In de tekst van de art. 35quinquies, par. 1, en art. 35septies is een onnauwkeurigheid aan het licht gekomen die moet worden rechtgezet. Rioollozende bedrijven met complementair afvalwater krijgen een korting die berekend wordt op basis van Qdv en de BZV-concentratie.

In art. 35sexies, par. 4, van dezelfde wet wordt de foutieve verwijzing naar VLAREM I vervangen door een verwijzing naar VLAREL dat de erkenning voor de milieulaboratoria regelt.

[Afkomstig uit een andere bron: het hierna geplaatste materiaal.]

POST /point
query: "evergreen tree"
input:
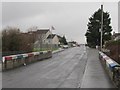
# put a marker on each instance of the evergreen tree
(64, 40)
(93, 33)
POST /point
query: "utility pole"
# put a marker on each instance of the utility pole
(101, 27)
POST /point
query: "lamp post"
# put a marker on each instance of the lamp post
(101, 27)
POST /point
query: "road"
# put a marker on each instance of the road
(67, 69)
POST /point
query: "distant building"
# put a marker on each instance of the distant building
(116, 36)
(40, 37)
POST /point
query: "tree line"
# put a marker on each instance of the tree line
(93, 34)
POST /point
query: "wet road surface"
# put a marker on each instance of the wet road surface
(67, 69)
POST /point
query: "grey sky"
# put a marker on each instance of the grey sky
(68, 18)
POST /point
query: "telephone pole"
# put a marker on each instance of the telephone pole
(101, 27)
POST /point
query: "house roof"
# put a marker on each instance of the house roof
(42, 31)
(51, 36)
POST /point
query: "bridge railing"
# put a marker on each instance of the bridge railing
(13, 61)
(112, 67)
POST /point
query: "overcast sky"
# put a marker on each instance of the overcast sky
(68, 18)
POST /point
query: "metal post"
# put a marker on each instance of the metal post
(101, 26)
(51, 38)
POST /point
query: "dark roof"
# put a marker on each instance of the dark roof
(42, 31)
(51, 36)
(39, 31)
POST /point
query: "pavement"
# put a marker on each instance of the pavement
(76, 67)
(95, 75)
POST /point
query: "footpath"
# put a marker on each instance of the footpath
(95, 75)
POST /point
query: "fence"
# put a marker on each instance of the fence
(13, 61)
(112, 67)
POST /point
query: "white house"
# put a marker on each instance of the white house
(53, 39)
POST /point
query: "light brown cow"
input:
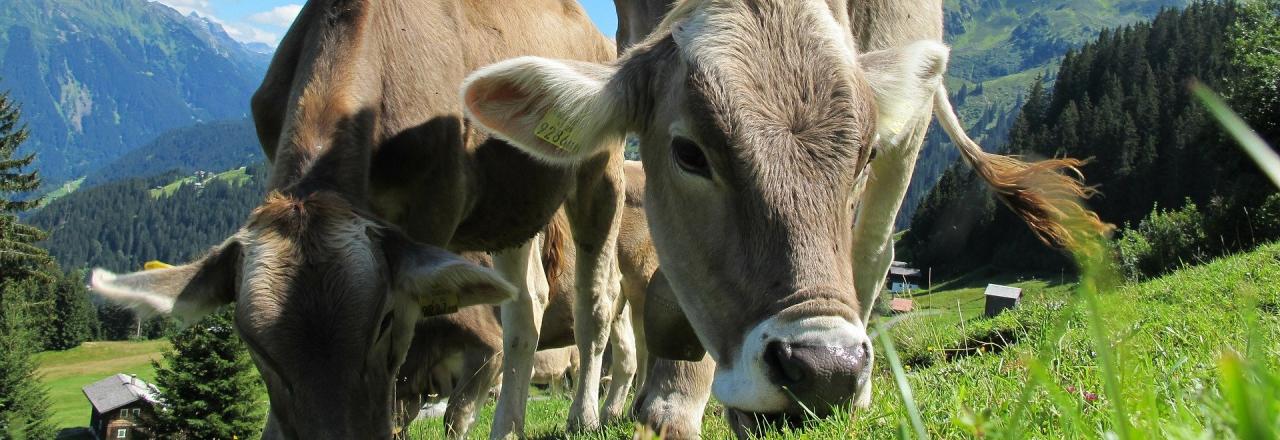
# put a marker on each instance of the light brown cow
(371, 155)
(457, 354)
(757, 120)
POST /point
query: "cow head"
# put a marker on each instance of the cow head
(325, 298)
(755, 123)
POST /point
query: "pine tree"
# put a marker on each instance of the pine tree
(209, 386)
(74, 319)
(23, 400)
(18, 256)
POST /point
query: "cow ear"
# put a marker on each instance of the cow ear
(667, 330)
(440, 282)
(904, 81)
(560, 111)
(186, 292)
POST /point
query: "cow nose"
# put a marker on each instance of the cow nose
(818, 376)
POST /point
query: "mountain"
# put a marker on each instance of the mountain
(100, 77)
(1123, 100)
(997, 49)
(172, 218)
(220, 145)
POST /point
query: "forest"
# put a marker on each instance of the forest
(1123, 102)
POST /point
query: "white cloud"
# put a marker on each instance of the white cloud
(278, 17)
(187, 7)
(241, 32)
(248, 33)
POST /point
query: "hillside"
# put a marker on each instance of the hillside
(220, 145)
(67, 372)
(100, 77)
(173, 218)
(997, 50)
(1123, 101)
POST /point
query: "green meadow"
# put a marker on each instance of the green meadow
(1192, 354)
(67, 372)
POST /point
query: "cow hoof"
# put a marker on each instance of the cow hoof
(577, 425)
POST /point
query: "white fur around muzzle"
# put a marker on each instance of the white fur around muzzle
(745, 384)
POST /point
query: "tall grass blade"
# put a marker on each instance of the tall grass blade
(903, 386)
(1255, 146)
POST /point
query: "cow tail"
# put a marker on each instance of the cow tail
(1048, 195)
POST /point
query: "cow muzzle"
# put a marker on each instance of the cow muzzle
(804, 366)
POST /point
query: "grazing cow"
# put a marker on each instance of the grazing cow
(370, 156)
(757, 122)
(458, 354)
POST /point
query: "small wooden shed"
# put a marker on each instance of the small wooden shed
(118, 403)
(901, 306)
(1001, 298)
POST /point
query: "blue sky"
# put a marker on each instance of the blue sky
(265, 21)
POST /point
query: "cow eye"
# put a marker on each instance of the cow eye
(690, 157)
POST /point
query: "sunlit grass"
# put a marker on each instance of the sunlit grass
(1188, 356)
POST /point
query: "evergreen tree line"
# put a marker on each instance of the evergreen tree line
(208, 385)
(26, 270)
(1123, 100)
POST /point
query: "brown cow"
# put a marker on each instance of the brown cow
(757, 120)
(457, 354)
(370, 156)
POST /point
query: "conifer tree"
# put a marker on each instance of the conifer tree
(18, 256)
(74, 319)
(23, 400)
(208, 383)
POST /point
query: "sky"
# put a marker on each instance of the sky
(266, 21)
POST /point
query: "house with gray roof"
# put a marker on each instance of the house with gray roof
(118, 403)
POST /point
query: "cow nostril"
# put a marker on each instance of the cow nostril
(782, 362)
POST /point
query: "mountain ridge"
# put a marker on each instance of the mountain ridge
(97, 78)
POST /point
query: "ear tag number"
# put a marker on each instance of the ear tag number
(558, 132)
(155, 264)
(443, 303)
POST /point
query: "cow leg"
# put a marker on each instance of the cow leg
(672, 399)
(873, 232)
(632, 290)
(624, 366)
(479, 370)
(521, 322)
(594, 211)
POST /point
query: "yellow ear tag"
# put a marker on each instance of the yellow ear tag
(154, 265)
(558, 132)
(443, 303)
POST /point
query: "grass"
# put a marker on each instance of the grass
(236, 178)
(67, 372)
(1189, 354)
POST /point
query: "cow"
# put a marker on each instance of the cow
(757, 122)
(375, 172)
(458, 354)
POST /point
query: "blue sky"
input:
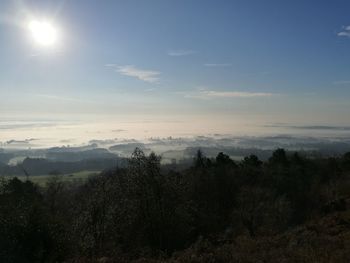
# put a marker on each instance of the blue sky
(259, 61)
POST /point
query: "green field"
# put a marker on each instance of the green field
(41, 180)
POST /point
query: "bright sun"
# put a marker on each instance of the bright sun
(44, 33)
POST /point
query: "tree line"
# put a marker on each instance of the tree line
(144, 211)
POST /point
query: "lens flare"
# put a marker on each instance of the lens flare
(43, 32)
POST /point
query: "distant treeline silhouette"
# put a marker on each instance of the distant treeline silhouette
(287, 209)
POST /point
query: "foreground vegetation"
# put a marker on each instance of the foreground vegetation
(288, 209)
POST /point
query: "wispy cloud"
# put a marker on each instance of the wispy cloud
(213, 94)
(61, 98)
(345, 32)
(218, 64)
(181, 52)
(310, 127)
(341, 82)
(150, 76)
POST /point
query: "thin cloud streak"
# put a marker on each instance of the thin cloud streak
(180, 53)
(211, 94)
(218, 64)
(341, 82)
(150, 76)
(345, 32)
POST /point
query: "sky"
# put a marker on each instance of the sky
(175, 67)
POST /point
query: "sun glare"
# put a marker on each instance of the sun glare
(44, 33)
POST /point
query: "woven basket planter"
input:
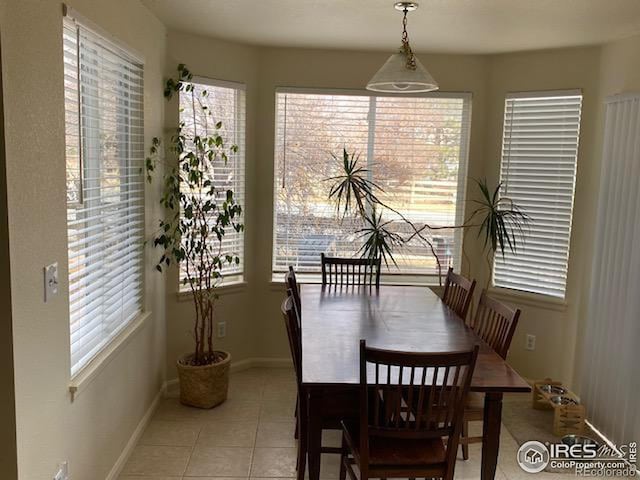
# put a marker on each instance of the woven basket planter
(203, 386)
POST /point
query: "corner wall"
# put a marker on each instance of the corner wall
(619, 72)
(8, 455)
(91, 432)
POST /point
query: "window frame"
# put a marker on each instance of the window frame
(559, 302)
(386, 277)
(82, 372)
(238, 278)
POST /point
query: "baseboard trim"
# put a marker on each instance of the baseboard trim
(245, 364)
(135, 436)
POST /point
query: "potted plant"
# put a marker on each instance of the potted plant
(198, 214)
(498, 219)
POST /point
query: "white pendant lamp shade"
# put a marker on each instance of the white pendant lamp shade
(396, 77)
(403, 72)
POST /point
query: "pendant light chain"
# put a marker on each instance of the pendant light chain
(406, 48)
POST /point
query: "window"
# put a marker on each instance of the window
(538, 172)
(415, 148)
(105, 189)
(224, 102)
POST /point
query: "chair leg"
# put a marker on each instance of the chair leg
(343, 460)
(301, 461)
(296, 433)
(465, 436)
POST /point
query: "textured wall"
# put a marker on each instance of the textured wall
(92, 431)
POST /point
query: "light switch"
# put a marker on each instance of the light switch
(50, 281)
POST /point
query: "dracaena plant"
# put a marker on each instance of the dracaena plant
(198, 212)
(498, 219)
(502, 223)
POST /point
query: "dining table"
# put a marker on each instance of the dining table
(406, 318)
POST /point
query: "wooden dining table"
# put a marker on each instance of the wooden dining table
(406, 318)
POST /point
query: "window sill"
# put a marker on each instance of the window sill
(546, 302)
(230, 288)
(430, 281)
(81, 380)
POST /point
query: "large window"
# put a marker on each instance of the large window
(414, 148)
(105, 190)
(538, 172)
(224, 102)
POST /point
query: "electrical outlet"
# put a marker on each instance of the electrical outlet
(63, 472)
(530, 343)
(50, 281)
(222, 329)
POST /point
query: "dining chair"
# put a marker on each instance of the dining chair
(392, 441)
(458, 293)
(350, 271)
(495, 323)
(338, 405)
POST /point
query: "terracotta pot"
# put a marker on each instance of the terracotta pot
(203, 386)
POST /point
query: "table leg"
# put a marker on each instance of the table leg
(491, 434)
(314, 433)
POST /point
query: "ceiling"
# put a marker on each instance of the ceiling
(451, 26)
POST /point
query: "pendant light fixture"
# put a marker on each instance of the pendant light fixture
(403, 72)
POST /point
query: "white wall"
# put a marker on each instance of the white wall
(92, 431)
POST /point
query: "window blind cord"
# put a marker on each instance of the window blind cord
(80, 155)
(284, 144)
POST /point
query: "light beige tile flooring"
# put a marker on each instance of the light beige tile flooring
(251, 436)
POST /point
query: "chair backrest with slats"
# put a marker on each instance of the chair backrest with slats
(292, 324)
(458, 293)
(414, 395)
(291, 284)
(495, 323)
(350, 271)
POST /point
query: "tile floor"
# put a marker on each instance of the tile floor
(250, 436)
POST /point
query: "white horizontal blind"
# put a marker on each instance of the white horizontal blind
(538, 172)
(414, 147)
(225, 102)
(105, 189)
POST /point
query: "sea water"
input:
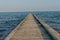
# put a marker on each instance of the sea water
(9, 20)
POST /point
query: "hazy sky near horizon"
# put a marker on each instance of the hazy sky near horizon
(29, 5)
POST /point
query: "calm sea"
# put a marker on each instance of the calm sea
(9, 20)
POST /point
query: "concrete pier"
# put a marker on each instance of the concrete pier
(27, 30)
(32, 28)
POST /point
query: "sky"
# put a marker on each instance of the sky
(29, 5)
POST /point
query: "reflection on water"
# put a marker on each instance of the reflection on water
(9, 20)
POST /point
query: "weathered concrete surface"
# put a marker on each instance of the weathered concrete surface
(50, 30)
(27, 30)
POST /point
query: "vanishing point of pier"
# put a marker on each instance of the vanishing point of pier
(32, 28)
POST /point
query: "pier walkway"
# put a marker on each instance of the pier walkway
(32, 28)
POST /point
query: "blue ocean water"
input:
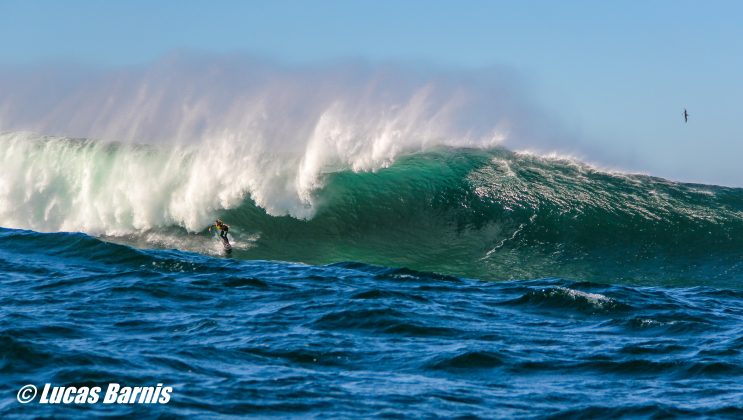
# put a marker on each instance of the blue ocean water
(451, 283)
(269, 338)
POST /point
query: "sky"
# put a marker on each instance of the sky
(615, 74)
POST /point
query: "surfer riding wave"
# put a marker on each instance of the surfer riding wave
(222, 228)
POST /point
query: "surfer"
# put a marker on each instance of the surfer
(222, 228)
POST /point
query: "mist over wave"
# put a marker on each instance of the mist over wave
(228, 127)
(350, 162)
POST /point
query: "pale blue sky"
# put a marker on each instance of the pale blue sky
(617, 74)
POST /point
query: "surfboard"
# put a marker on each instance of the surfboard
(226, 244)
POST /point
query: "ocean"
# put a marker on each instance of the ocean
(446, 282)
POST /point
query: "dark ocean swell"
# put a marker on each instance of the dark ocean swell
(349, 340)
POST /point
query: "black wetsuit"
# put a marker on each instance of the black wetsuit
(223, 229)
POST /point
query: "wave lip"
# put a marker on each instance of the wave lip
(489, 214)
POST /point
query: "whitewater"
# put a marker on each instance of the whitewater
(406, 243)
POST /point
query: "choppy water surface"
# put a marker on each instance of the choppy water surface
(269, 338)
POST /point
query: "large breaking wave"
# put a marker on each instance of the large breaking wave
(486, 213)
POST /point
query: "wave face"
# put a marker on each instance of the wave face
(490, 214)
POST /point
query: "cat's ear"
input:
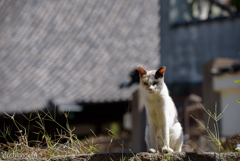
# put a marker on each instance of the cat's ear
(160, 72)
(141, 71)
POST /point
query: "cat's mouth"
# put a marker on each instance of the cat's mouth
(151, 92)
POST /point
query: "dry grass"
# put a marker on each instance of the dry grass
(44, 147)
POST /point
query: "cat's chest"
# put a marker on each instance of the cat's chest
(154, 102)
(155, 106)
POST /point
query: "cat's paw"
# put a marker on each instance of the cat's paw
(167, 150)
(151, 150)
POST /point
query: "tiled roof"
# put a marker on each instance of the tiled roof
(228, 69)
(78, 50)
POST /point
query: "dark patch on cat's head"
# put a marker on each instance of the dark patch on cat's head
(141, 71)
(160, 72)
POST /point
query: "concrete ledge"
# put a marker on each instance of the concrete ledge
(144, 157)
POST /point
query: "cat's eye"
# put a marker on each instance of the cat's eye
(154, 83)
(145, 83)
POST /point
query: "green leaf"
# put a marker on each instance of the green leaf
(238, 149)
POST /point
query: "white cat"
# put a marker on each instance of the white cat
(163, 132)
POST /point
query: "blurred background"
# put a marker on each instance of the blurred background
(82, 57)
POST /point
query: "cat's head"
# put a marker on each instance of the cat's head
(152, 81)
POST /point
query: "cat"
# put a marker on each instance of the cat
(163, 132)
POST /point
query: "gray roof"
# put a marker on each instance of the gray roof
(227, 69)
(75, 50)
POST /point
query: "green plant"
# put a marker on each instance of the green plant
(238, 81)
(212, 136)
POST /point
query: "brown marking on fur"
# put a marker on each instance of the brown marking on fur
(141, 71)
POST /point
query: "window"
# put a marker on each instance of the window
(188, 11)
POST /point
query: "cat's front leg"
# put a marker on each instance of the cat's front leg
(166, 139)
(153, 139)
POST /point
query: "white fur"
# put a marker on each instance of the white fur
(162, 133)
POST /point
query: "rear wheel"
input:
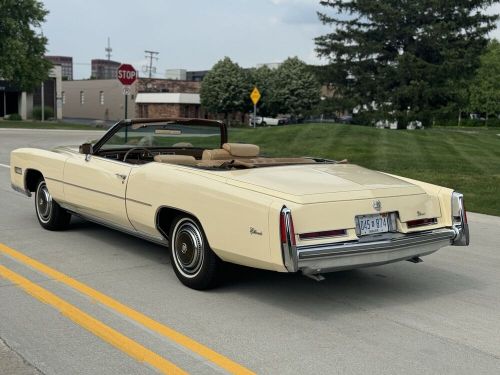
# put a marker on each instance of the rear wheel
(195, 264)
(50, 215)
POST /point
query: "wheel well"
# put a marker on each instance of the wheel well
(31, 179)
(165, 216)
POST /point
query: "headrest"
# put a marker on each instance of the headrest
(216, 154)
(244, 150)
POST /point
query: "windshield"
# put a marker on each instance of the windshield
(166, 134)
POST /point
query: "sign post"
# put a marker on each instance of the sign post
(255, 96)
(127, 75)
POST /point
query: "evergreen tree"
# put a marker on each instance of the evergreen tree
(226, 89)
(22, 47)
(295, 89)
(485, 88)
(402, 57)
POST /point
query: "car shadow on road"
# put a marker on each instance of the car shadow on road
(125, 242)
(397, 284)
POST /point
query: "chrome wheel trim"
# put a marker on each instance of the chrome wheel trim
(188, 248)
(43, 203)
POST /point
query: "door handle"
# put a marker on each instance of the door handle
(121, 176)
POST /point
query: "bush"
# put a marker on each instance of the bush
(37, 113)
(15, 117)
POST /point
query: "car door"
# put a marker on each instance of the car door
(96, 187)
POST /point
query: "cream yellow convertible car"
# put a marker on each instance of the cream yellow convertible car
(179, 182)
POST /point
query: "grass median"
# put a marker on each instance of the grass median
(6, 124)
(465, 159)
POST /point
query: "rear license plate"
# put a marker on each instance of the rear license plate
(371, 224)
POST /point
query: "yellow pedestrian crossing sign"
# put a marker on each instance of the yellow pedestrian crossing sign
(255, 95)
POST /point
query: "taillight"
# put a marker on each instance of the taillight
(287, 230)
(458, 213)
(283, 228)
(421, 223)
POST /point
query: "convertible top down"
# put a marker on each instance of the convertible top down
(181, 183)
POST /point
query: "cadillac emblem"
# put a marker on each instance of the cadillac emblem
(377, 205)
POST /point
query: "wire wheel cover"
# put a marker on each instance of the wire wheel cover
(43, 202)
(188, 248)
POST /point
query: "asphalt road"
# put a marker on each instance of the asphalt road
(440, 316)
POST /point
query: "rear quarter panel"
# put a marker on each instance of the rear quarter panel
(226, 212)
(49, 163)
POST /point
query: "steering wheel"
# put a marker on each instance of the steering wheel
(137, 148)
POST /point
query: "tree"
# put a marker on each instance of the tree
(22, 49)
(295, 89)
(263, 79)
(226, 88)
(404, 56)
(485, 88)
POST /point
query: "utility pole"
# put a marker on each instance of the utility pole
(108, 50)
(42, 92)
(150, 69)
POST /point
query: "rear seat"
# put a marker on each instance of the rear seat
(230, 151)
(176, 159)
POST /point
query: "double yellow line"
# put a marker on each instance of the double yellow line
(106, 333)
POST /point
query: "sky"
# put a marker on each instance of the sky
(188, 34)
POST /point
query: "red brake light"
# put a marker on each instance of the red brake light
(327, 233)
(292, 231)
(283, 227)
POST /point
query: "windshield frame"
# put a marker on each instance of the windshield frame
(182, 121)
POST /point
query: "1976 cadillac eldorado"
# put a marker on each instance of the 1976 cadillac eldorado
(179, 182)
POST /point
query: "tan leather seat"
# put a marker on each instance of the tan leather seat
(176, 159)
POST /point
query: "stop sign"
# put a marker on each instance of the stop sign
(127, 74)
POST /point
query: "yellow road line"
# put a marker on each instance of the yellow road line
(106, 333)
(138, 317)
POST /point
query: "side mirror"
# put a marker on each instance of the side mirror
(86, 149)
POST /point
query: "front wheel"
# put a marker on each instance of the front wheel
(50, 215)
(195, 264)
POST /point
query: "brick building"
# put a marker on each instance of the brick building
(104, 99)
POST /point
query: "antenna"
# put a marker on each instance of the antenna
(150, 69)
(108, 50)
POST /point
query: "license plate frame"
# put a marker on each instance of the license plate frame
(372, 224)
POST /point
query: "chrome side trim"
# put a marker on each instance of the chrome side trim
(314, 259)
(21, 190)
(99, 192)
(85, 188)
(289, 251)
(158, 240)
(139, 202)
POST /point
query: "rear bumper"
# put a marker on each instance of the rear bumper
(317, 259)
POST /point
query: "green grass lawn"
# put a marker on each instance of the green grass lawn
(6, 124)
(465, 159)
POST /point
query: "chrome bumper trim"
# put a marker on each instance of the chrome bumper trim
(314, 259)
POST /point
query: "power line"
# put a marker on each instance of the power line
(150, 69)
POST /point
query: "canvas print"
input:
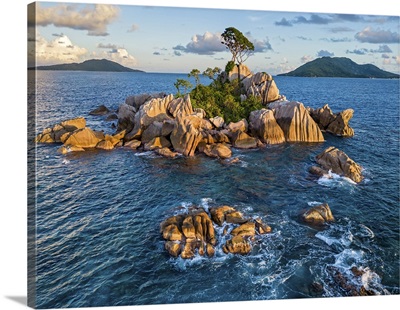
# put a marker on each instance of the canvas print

In de praktijk ontvangt de heffingsadministratie heel wat aanvragen voor wijzigingen van het heffingsbiljet op naam van een persoon die niet in het kohier staat. Bij gebrek aan wettelijke grondslag biedt het huidige art. 35terdecies niet de mogelijkheid deze aanvragen in te willigen. Om op de veelvuldige aanvragen gepast te kunnen reageren, wordt aan art. 35terdecies een nieuwe par. 8 toegevoegd. Volgens de nieuwe par. 8 moet de heffingsadministratie aan de aanvrager eveneens een nieuw heffingsbiljet op zijn naam uitreiken.

Het huidige artikel 35vicies, par. 1, houdt geen rekening met de herindeling van de sector 45. Om te verhinderen dat de foutieve verwijzing negatieve gevolgen zou hebben voor de heffingsplichtigen die onder de betreffende sector ressorteren, wordt de tekst van art35vicies, par. 1, verbeterd.

De Oppervlaktewaterenwet bevat een aantal controle- en strafbepalingen die niet verenigbaar zijn met art. 41 van deze wet en het DABM. De art. 37 en 38 verlenen de in art. 36 aangewezen ambtenaren toezichtsbevoegdheden. Art. 36 is evenwel opgeheven door het milieuvergunningendecreet. Bovendien kan de directeur van de waterzuiveringsmaatschappij overeenkomstig art. 40 bij gevaar voor ernstige waterverontreiniging dringende maatregelen nemen, terwijl in Vlaanderen geen waterzuiveringsmaatschappij meer bestaat. Deze bepalingen kunnen niet van kracht blijven in het Vlaamse gewest en worden daarom opgeheven.

De huidige handhavingsbepaling in art. 41 van de Oppervlaktewaterenwet is onduidelijk waardoor er twijfel kan ontstaan over de juiste draagwijdte ervan. Par. 1 bepaalt dat de volledige Oppervlaktewaterenwet, met inbegrip van het hoofdstuk heffingen, onder het toepassingsgebied van het DABM valt terwijl in par. 2 het hoofdstuk heffingen uitgesloten wordt. Dit artikel wordt volledig vervangen.